Sementara itu, dalam Kisah Para Rasul 3:1-10, Petrus dan Yohanes menyembuhkan seorang lumpuh yang setiap hari duduk di Gerbang Indah. Pria itu meminta uang, tetapi Petrus memberi dia sesuatu yang lebih mulia: penyembuhan dalam nama Yesus Kristus. Peristiwa ini mencerminkan kelanjutan kuasa kebangkitan—kuasa yang menyentuh, membebaskan, dan membangkitkan, tidak hanya secara spiritual tetapi juga secara jasmani dan sosial.

Mazmur 105 memanggil kita untuk mengingat karya-karya besar Allah dalam sejarah umat-Nya. Seruan untuk “menceritakan perbuatan-Nya yang ajaib” mengikat kita pada narasi Allah yang setia, dari generasi ke generasi, dalam janji dan penggenapan. Mazmur ini menjadi pengantar yang pas bagi kedua bacaan lainnya: bahwa Allah yang dahulu bekerja dalam sejarah, kini terus berkarya dalam Gereja melalui Kristus yang bangkit.

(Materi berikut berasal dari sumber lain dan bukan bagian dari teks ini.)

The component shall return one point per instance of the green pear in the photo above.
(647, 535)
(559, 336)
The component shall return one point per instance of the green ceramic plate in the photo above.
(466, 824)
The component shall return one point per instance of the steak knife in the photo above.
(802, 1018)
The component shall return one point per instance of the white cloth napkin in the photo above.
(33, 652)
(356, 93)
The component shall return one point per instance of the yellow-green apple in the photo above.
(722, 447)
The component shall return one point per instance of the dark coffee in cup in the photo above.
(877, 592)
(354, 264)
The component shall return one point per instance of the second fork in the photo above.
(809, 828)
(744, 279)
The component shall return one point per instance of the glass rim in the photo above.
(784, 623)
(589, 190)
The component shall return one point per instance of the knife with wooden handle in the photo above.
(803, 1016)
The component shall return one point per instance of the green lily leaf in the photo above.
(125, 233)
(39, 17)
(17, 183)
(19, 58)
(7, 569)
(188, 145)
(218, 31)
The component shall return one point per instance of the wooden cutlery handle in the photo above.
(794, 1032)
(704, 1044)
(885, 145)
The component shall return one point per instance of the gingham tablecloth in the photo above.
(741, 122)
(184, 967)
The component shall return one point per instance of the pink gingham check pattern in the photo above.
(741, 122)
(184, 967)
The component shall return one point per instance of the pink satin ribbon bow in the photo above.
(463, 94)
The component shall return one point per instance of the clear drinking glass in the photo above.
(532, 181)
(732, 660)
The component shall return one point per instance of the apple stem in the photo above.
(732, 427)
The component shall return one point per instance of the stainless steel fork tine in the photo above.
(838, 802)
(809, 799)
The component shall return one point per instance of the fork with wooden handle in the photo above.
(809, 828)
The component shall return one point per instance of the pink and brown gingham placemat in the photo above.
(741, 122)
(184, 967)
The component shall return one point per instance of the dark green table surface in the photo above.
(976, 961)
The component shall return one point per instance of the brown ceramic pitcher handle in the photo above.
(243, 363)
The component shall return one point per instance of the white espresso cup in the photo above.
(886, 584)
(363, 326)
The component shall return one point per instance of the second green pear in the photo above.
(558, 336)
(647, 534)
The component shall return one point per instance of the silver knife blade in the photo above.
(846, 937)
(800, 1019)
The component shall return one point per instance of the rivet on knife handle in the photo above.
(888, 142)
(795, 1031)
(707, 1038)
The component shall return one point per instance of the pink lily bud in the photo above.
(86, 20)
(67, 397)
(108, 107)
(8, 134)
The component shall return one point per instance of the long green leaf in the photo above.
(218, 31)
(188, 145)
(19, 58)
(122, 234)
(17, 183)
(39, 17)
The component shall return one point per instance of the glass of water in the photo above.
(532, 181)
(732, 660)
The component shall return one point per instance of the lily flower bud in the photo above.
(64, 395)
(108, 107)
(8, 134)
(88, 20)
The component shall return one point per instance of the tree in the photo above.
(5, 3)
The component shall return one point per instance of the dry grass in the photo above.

Ketiga bacaan ini berpadu dalam satu pesan kuat: kebangkitan Kristus bukan sekadar peristiwa masa lalu, melainkan realitas yang hadir, menyembuhkan, dan mengubah hidup. Dalam refleksinya atas narasi Emaus, N.T. Wright (2003) dalam The Resurrection of the Son of God menyebut bahwa perjumpaan dengan Yesus yang bangkit memampukan murid untuk “membaca ulang” sejarah mereka dan membentuk makna baru di tengah kekacauan. Yesus tidak hanya membuka mata mereka, tetapi membuka hati dan pengertian mereka terhadap Kitab Suci.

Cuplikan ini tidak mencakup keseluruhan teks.